Quel bilan peut-on en tirer en termes d'efficacité ? Quelles leçons la France peut-elle en tirer ?

Cette méthode a prouvé son échec, bien que l’Arabie saoudite ne le reconnaisse pas. Il y a quelques semaines, plus de 60 terroristes ont été arrêtés, dont plus de la moitié venaient de sortir de cette institution. Leur but était de poursuivre le djihad au sein de l’EI, ou bien d’œuvrer pour ce dernier en Arabie saoudite.

Les chefs d’AQPA (Al-Qaïda dans la péninsule Arabique) sont quasiment tous issus des centres de déradicalisation saoudiens. En juin 2014, un commando est passé du Yémen vers l’Arabie saoudite en vue d’effectuer des attaques suicide : ils ont été tués après avoir eux-mêmes tué plusieurs officiers, sans avoir réussi à actionner toutes leurs charges.

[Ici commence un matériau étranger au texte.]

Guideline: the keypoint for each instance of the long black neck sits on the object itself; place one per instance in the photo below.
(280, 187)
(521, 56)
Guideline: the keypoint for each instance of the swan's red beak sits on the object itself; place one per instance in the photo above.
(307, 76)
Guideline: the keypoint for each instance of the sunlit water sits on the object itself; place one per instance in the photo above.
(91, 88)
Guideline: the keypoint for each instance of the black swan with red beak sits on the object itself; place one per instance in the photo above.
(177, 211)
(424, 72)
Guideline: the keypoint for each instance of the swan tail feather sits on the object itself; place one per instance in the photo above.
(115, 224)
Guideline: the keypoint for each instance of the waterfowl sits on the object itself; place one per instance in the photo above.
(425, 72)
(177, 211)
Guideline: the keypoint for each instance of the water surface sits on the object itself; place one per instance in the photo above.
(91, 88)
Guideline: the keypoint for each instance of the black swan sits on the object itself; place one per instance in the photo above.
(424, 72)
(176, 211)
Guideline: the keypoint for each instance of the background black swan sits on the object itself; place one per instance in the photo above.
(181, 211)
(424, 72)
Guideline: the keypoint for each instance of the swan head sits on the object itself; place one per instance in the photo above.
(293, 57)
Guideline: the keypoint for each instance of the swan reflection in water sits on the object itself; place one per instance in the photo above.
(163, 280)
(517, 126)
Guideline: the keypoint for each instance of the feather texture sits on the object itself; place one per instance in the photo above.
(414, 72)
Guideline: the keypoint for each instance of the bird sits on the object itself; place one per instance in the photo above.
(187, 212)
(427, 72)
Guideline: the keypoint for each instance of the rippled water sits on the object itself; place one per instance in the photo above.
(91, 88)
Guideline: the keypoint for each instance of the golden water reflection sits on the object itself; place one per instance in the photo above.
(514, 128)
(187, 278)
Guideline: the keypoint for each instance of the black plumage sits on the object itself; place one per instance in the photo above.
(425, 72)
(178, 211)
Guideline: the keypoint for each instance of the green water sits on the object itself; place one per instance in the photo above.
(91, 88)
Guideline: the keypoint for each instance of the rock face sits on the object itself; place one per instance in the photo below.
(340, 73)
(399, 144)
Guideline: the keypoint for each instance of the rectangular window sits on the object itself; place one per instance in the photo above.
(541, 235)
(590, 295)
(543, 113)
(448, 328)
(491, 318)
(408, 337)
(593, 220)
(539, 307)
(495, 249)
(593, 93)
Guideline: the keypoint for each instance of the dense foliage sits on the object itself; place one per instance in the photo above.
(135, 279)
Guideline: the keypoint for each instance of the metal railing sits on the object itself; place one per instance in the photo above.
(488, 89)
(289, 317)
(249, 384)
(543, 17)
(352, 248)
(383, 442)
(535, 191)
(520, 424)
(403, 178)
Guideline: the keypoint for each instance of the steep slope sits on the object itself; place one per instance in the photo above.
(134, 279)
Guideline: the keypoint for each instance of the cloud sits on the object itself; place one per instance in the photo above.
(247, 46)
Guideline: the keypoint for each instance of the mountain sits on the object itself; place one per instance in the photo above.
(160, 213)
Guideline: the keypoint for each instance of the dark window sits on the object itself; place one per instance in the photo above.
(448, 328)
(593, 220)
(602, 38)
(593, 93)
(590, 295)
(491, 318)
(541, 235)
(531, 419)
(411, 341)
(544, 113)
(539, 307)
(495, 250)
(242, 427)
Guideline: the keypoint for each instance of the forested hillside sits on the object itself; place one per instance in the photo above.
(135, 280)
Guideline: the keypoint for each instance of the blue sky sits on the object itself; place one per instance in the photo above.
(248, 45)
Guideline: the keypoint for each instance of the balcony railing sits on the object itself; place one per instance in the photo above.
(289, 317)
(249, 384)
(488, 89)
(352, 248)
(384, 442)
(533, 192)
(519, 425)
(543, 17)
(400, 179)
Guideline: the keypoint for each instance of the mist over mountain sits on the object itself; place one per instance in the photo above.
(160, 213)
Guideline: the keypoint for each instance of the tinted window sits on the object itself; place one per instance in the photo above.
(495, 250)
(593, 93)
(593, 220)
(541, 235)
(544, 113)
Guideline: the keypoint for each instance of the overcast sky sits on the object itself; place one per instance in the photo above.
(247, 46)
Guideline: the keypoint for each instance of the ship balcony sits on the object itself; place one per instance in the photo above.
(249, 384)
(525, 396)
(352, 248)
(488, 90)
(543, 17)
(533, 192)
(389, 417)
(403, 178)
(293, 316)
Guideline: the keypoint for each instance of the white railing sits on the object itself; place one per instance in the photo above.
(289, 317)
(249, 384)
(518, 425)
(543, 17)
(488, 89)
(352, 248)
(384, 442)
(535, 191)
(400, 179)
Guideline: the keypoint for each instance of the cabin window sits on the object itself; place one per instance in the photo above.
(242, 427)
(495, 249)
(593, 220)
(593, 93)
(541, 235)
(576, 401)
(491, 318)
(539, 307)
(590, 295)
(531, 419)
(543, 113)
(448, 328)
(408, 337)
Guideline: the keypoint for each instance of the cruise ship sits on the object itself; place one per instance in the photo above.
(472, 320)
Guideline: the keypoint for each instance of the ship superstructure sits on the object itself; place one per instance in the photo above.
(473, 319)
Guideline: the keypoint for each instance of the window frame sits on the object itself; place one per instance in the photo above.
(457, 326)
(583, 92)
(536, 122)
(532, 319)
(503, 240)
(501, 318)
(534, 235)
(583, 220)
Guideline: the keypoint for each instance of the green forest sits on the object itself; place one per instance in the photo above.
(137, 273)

Encore une fois, plusieurs membres de ces djihadistes venaient de Guantanamo et avaient transité par les centres de déradicalisation.

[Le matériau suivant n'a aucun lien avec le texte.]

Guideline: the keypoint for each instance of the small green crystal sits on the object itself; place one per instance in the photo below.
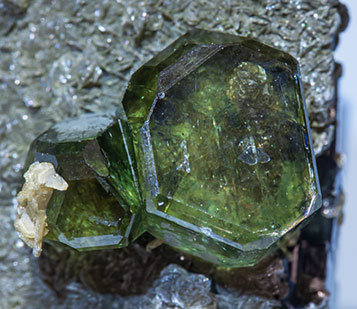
(92, 154)
(214, 155)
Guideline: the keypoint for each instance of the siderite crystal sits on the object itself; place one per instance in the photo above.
(92, 155)
(222, 140)
(214, 155)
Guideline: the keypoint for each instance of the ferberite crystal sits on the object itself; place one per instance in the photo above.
(222, 140)
(213, 156)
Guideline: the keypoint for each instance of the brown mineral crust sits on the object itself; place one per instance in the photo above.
(312, 273)
(128, 271)
(267, 279)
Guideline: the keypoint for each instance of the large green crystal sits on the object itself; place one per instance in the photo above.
(92, 154)
(222, 140)
(213, 155)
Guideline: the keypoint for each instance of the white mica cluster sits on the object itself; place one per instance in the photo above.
(40, 181)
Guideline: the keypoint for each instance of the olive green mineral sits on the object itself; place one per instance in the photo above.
(222, 142)
(93, 156)
(213, 156)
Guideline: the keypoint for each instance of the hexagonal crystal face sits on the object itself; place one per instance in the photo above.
(91, 154)
(222, 137)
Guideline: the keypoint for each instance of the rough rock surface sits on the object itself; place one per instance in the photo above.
(64, 58)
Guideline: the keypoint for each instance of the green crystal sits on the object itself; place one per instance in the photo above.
(222, 140)
(91, 153)
(213, 155)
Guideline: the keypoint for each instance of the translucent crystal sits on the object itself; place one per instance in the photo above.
(222, 140)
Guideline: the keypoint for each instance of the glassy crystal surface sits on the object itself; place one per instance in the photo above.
(92, 155)
(222, 141)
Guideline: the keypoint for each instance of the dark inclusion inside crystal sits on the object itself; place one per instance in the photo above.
(214, 155)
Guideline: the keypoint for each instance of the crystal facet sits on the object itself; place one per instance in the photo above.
(92, 155)
(221, 134)
(213, 155)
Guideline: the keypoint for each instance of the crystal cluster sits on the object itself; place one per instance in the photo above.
(213, 155)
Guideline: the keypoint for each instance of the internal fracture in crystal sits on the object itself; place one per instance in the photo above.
(213, 155)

Selon mes informations, seulement 30% des personnes qui passent par un centre en sortent "désactivées". 70% restent actifs sur le plan de la prédication, et une partie passent à l’action en rejoignant un foyer terroriste.

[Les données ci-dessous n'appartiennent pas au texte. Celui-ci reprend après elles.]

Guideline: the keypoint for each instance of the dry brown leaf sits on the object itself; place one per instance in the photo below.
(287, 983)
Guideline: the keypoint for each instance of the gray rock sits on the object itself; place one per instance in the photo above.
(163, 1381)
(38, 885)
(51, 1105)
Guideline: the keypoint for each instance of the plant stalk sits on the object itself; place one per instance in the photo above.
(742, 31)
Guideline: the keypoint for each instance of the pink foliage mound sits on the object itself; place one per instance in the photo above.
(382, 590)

Un tel modèle ne peut de toute façon pas inspirer la France, car les oulémas ou les muftis qui interviennent bénéficient de la légitimité octroyée par le Palais. De plus, les guest houses par dans lesquels ils séjournent n’ont rien à voir avec une prison. Et enfin, que dirait-on en France si on leur donnait, une fois sortis, une voiture, une maison et une somme pour se marier ? En France c’est l’application de la loi qui fonctionnera, et non la récompense des repentis.

Au vu de ces limites, quelles sont les motivations des autorités saoudiennes ? L’échec de cette politique traduit-il la dérive saoudienne consistant à croire que tout peut se régler avec de l’argent ?

Absolument. On leur offre un cadre de vie fort agréable dans les guest houses, fait de baignades, de jeux, de sorties et de bons repas, et en récompense leur changement d’attitude, on leur propose « la belle vie ». En Arabie saoudite, il est normal de demander à propos d’une personne combien elle vaut. On se dit que toute personne peut changer d’avis, à condition de lui donner la bonne somme.